All errors are raised as RuntimeError with a descriptive message.


12. Using the CLI Entry Point

The Python package installs an edgeparse CLI command:

# Convert to Markdown
edgeparse examples/pdf/lorem.pdf -f markdown -o output/

# Convert multiple files
edgeparse examples/pdf/*.pdf --format json --output-dir out/

# Page range
edgeparse paper.pdf -f markdown --pages "1-3" -o out/

The Python CLI accepts the same core flags as the Rust binary. See Tutorial 01 — CLI for the full flag list.

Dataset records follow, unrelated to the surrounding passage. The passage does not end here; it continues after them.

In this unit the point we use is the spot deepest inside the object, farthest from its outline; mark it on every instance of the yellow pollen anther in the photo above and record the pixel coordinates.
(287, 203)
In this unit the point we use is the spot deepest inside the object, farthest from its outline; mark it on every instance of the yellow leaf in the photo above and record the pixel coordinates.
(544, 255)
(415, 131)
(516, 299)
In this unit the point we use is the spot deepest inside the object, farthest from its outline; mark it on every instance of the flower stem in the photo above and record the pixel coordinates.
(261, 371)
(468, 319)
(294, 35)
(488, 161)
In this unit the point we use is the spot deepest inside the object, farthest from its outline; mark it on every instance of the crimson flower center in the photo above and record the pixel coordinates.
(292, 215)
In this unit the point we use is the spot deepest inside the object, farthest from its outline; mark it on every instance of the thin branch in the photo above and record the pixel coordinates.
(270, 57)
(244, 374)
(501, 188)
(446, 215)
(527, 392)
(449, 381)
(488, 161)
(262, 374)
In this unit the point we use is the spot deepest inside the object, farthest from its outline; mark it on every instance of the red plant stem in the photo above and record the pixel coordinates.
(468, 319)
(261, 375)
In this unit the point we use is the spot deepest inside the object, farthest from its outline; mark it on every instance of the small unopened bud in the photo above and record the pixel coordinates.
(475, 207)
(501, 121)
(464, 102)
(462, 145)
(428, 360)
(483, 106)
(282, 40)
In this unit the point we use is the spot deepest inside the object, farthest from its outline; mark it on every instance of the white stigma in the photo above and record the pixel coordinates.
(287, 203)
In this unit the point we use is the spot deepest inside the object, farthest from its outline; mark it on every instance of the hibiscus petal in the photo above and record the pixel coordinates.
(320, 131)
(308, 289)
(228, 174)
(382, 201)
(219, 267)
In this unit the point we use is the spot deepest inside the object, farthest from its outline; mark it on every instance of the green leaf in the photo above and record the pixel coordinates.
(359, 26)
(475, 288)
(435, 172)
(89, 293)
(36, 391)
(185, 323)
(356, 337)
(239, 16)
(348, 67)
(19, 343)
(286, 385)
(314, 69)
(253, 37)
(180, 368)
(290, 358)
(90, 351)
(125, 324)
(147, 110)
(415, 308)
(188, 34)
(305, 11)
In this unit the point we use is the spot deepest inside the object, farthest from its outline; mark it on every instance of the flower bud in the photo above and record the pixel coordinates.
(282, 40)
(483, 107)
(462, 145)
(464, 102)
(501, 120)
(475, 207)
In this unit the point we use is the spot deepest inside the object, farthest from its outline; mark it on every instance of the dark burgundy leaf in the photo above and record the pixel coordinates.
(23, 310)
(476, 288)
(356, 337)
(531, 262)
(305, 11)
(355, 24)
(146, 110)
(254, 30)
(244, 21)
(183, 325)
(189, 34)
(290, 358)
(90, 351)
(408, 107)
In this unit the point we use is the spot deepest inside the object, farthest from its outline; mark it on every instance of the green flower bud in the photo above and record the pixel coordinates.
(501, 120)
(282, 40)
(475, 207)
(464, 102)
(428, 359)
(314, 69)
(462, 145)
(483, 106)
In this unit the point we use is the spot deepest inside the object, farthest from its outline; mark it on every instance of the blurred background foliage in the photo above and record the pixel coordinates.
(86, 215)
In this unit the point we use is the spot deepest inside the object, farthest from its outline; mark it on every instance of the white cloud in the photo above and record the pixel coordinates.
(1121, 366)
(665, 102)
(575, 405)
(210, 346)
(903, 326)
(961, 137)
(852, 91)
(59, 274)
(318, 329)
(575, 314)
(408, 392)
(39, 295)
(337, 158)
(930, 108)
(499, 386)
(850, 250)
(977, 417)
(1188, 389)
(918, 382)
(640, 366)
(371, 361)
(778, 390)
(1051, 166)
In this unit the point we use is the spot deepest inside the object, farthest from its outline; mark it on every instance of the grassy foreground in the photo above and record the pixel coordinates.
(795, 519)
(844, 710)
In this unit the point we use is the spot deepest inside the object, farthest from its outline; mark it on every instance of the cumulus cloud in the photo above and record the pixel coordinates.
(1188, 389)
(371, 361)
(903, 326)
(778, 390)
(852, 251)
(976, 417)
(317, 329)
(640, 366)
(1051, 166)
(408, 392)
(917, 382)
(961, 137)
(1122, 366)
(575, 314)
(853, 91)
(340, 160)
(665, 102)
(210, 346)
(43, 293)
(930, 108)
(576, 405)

Performance tip: For large batches, prefer cargo install edgeparse-cli over the Python entry point. The Rust binary processes files directly without the Python import overhead.


13. Build from Source

If a pre-built wheel is not available for your platform:

git clone https://github.com/raphaelmansuy/edgeparse.git
cd edgeparse/sdks/python

# Create and activate a virtual environment
python3 -m venv .venv
source .venv/bin/activate            # Windows: .venv\Scripts\activate

# Install maturin and build
pip install maturin
maturin develop --release

Test the build:

import edgeparse
print(edgeparse.version())   # "0.1.0"

14. API Reference

edgeparse.convert()

def convert(
    input_path: str | Path,
    *,
    format: str = "markdown",       # "markdown" | "json" | "html" | "text"
    pages: str | None = None,       # e.g. "1,3,5-7"
    password: str | None = None,
    reading_order: str = "xycut",   # "xycut" | "off"
    table_method: str = "default",  # "default" | "cluster"
    image_output: str = "off",      # "off" | "embedded" | "external"
) -> str: ...

Returns the extracted content as a string.

edgeparse.convert_file()

def convert_file(
    input_path: str | Path,
    output_dir: str | Path = "output",
    *,
    format: str = "markdown",
    pages: str | None = None,
    password: str | None = None,
) -> str: ...

Writes the output to output_dir/{stem}.{ext} and returns the absolute output path.

edgeparse.version()

def version() -> str: ...

Returns the version string, e.g. "0.1.0".